Technical docs
Troubleshooting Guide
Public reference generated from tech docs/troubleshooting.md.
How to troubleshoot
1. Reproduce from system state first: workflow runs, step logs, conversation records, and current org/teammate settings. 2. If AI acted unexpectedly, checking workflow runs and logs is mandatory. 3. Ask the user to perform checks only after you have exhausted the checks available from the system side.
High-signal checks
### AI not responding - Check org token balance first. - If the org uses its own model keys, verify the relevant key/model still exists and is valid. - Confirm the workflow has a published `flow` and `starting_step_id`. - For teammate chat, confirm the teammate still resolves a valid main chat model after org defaults and teammate overrides are applied.
### Widget issues - Confirm the snippet `eventId` belongs to the intended AI teammate or trigger. - If the snippet uses the wrong host, check the org Webchat widget-domain setting plus `API_DOMAIN` and `API_PROXY_DOMAIN`. - If the widget is blocked on a network, switching the org to the proxy widget domain is the supported fallback. - Current feedback mismatch: the widget runtime still calls `/api/public/webchat/messages/{message_id}/reaction`, while the backend route is `/api/public/webchat/messages/{message_id}/feedback`. - If reactions look stale in the widget, also check websocket updates: the current widget handler does not fully reconcile reaction fields from `webchat.message_updated`.
### Prompt/behavior issues - Teammate-level instructions affect the default chat behavior. - A prompt inside an Alloy AI node affects only that workflow step. - Defaults and prompt pages are frontend developer-only, but the backend `/api/admin/*` routes are admin-gated.
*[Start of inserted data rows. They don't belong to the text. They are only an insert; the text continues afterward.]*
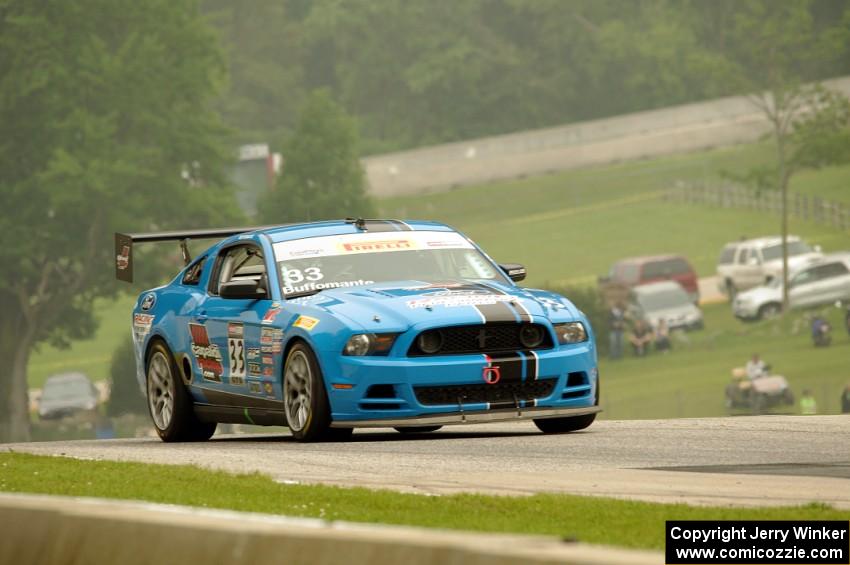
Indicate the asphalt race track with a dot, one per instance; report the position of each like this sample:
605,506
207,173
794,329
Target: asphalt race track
767,460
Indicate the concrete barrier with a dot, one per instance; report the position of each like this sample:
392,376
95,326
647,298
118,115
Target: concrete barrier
51,530
678,129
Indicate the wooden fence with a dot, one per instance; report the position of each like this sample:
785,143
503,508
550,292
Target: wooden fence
800,206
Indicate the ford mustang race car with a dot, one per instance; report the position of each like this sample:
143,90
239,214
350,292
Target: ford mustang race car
328,326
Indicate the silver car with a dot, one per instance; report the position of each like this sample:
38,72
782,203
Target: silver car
823,282
666,301
66,394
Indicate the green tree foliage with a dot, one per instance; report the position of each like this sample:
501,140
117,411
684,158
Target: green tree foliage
322,177
125,396
105,104
418,72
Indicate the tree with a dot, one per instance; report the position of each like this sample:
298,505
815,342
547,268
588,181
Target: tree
104,104
773,48
322,177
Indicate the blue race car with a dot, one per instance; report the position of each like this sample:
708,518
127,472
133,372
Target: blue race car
328,326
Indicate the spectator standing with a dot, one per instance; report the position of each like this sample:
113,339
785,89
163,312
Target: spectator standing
756,368
845,400
808,406
616,328
662,337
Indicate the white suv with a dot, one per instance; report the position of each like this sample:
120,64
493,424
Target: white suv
753,262
824,282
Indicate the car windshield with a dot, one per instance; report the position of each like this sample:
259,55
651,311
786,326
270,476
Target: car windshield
313,264
663,299
794,248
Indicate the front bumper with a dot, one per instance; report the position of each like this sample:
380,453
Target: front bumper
470,417
352,383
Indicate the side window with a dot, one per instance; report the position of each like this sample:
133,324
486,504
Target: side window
241,262
192,276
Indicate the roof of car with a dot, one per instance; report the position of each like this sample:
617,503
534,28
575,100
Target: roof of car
661,286
649,258
765,241
341,227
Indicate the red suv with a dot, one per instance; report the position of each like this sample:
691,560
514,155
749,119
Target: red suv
636,271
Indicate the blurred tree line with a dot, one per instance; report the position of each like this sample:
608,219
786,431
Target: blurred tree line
418,72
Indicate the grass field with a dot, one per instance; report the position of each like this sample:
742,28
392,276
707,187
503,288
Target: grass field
569,227
90,356
615,522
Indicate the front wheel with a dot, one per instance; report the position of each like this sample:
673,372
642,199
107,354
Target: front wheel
308,413
564,425
169,403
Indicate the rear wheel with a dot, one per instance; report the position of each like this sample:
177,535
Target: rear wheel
418,429
308,412
169,403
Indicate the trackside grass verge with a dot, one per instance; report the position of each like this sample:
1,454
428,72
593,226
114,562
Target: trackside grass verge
586,519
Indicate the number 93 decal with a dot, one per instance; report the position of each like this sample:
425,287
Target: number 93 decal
295,276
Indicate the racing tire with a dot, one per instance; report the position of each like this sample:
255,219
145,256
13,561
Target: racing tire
769,311
564,425
305,399
169,403
418,429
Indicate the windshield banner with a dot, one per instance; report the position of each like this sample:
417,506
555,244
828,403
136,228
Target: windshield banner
374,242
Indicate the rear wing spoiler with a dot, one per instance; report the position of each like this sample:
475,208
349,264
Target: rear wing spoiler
124,244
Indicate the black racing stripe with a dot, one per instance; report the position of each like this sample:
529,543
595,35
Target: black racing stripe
498,312
380,225
222,398
401,225
510,367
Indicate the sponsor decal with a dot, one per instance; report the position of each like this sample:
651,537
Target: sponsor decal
271,314
142,324
378,246
454,299
206,354
148,301
306,323
236,353
308,286
122,260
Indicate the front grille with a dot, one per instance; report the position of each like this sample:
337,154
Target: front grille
476,394
481,338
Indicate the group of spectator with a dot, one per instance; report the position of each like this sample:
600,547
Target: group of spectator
637,332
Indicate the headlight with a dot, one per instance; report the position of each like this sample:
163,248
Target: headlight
369,344
430,342
572,332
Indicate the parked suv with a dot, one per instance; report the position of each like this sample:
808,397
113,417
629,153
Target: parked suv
754,262
824,282
636,271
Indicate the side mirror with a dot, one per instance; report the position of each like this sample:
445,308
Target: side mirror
515,271
244,289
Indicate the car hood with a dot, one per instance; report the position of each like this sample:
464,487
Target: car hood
399,306
761,294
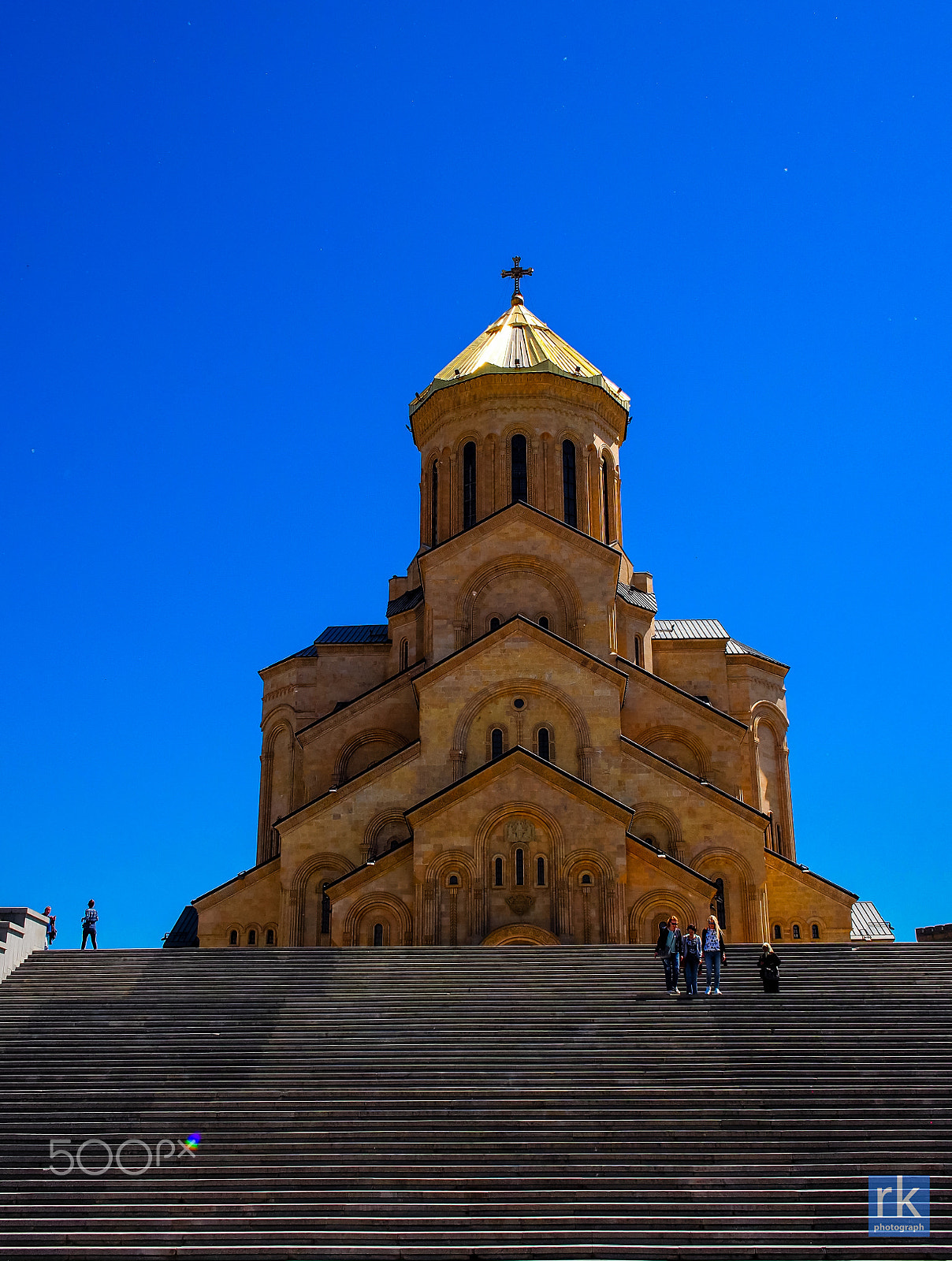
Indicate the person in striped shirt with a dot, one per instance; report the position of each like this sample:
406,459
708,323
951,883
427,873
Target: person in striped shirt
91,917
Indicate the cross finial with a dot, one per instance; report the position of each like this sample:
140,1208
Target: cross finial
517,273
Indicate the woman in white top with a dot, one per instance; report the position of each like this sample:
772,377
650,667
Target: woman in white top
712,952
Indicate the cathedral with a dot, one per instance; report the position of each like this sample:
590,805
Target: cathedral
525,752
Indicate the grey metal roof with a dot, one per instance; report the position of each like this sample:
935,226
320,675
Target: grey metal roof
737,649
407,601
689,628
640,599
351,634
868,924
705,628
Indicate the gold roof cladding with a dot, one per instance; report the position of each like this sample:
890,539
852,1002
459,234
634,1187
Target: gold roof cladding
515,342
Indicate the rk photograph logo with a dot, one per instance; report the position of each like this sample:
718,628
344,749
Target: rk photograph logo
899,1204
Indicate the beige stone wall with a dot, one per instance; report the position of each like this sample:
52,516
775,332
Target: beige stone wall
396,823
Missing UI and failing API access are not the same problem.
### Voice issues - The teammate needs a valid main model, `tts_model`, and compatible `voice`. - `stt_model` is required for the TTS/STT voice path. - Realtime voice can run without `stt_model`, but it still needs valid main-model and TTS-model resolution. - Realtime health is exposed from the separate server at `GET /health`; it reports service status plus active session count. - Realtime session creation and websocket admission validate different things in different layers. If a session is created but the websocket fails, inspect both the create-session route and `RealtimeProxy` checks.
### Escalation and assignment issues - AI escalation sets the conversation status to `waiting_for_operator`. - Assign and unassign actions create operator system logs. - Webchat conversations also emit `webchat.conversation_updated` on assign/unassign.
### Internal chat issues - Internal chat conversation channels are `skill_chat`, `employee_chat`, `ally_chat`, and `test_chat`. - Internal chat attachments are limited to 5 files, 10 MB each. - Allowed attachment MIME families are images, PDF, plain text, XML, and SQLite.
### Feedback issues - The feedback API accepts `like`, `dislike`, or `null`. - Feedback is blocked for contact/operator messages. - Assistant and system messages can still be eligible.
### API trigger issues - Use workflow runs first, then any trigger/snippet metadata second. - Do not assume a trigger record's `step_id` controls execution. Current runtime starts from the workflow's published `flow` and `starting_step_id`. - Treat `trigger_id`, `trigger_url`, and snippet `eventId` values as invocation breadcrumbs, not as the source of the execution graph. - Current code creates `logs/webhooks/`, but the public trigger route does not append request bodies there. Do not rely on webhook-body log files.
### Workflow and scheduler issues - Distinguish job status from workflow-run status. A job marked `completed` only means the workflow run was created and queued successfully. - If a scheduler appears to have fired with no useful outcome, inspect both the scheduler row and the linked workflow run. `last_scheduled_at` is advanced when the daemon claims the scheduler, even if no downstream run is created. - API-triggered runs are labeled `API` mostly on the frontend side. Backend `channel=api` filtering is not fully reliable.
### Omni issues - The current Omni queue backend is still hard-limited to `api` and `web_chat` conversations. - If the UI channel-category toggle suggests broader coverage, treat it as presentation-only and verify the underlying queue response before debugging deeper.
### Storage issues - AI teammates can only access folders explicitly shared with them. - Storage uploads allow: `png`, `jpg`, `jpeg`, `gif`, `webp`, `svg`, `pdf`, `docx`, `xlsx`, `pptx`, `txt`, `htm`, `html`, `md`, `csv`, `json`. - Max upload size is 10 MB per file. - Individual files cannot be uploaded to storage root. Upload them inside a folder, or upload a folder tree at root. - Folder drag-and-drop depends on `webkitGetAsEntry`, so reproduce folder-drop issues in Chromium first. - The docs do not currently confirm a separate backend size cap for `PUT /storage/file/content`; avoid asserting one without reproducing it from code or runtime.
Access checks
- Developer-only: Models, Voices, Prompts, Defaults, and admin APIs. - Org-admin gated: Skills and Logs. - If controls are missing, verify the user's role before debugging the UI.